# Thank You, Kathie!



## motherslittlehelper (Mar 18, 2010)

All of a sudden, Finn has been in full blowing coat mode. I have been struggling with getting him combed out. His hind end is like a felted layer of wool. I know it has been mentioned on the forum in the past, and I now remember Karen has cornstarch in Kodi's grooming supply basket, but I had kind of forgotten about trying to use it .:frusty: Augie had some matting, but nothing like this. I was whining and moaning about Finn's hair, and Kathie asked me if I had tried the cornstarch. So, tonight, I did try it. It really helped. And, for some reason, Finn cooperated so much better tonight about being combed. 
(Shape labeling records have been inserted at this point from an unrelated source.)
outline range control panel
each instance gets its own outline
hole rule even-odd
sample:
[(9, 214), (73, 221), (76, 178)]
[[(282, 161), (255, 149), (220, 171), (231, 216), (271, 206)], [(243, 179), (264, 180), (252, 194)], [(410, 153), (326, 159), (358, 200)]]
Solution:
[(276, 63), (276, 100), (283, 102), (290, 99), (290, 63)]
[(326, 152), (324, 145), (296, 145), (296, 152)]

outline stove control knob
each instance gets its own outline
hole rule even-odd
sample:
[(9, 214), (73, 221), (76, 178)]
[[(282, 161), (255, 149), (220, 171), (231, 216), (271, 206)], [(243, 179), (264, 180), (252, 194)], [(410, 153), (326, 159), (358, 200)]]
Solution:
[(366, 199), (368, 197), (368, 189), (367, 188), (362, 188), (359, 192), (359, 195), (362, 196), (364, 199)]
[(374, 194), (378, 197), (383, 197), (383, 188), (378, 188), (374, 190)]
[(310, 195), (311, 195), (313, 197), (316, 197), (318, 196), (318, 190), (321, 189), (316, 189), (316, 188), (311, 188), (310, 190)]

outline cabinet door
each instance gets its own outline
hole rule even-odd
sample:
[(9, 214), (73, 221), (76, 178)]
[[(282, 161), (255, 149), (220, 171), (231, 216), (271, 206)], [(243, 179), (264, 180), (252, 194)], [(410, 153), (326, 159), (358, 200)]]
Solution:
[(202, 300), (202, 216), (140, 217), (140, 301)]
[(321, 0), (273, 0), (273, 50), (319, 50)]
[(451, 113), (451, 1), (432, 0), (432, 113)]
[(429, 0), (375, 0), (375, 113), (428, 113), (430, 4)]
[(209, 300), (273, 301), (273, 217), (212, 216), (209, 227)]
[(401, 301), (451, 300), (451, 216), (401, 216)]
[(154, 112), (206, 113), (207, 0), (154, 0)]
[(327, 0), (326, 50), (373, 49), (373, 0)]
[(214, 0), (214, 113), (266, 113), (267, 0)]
So, this is a public Thank You to Kathie for reminding me about using the cornstarch! eace: And if there are any newer forum members who are going through coat blowing with their fur babies and hadn't heard about the cornstarch (or forgot!), it is definitely worth a try!


----------



## Kathie (Jul 31, 2008)

So glad I could help, Linda! :biggrin1:


----------



## TilliesMom (Sep 30, 2010)

awesome!!


----------



## pjewel (Apr 11, 2007)

Based upon my first experience with the Ziggy's shampoo, it also is a big help with matted hair. It was *much* easier to comb Ruby out after her bath. Most of the mats are gone -- not all, but most.


----------



## rokipiki (Oct 15, 2010)

Roki is going through similar phase right now! Yes, felted butt, area around the neck and along his spine. IOD Evening primrose veterinary grade shampoo and grooming spray heped INCREDIBLY! But I would be really gratefull if anyone knows why thi is happening. One day no matts onli nice hair easi to brush and comb, and another day matted all ove in no time. Last two weeks I brushed and combed out incredible amount of wooly stuff (undercoat)! Anyone knows what's this and how to stop it? With all those matts and tangles over him Roki get so nervous during our regular daily grooming sessions.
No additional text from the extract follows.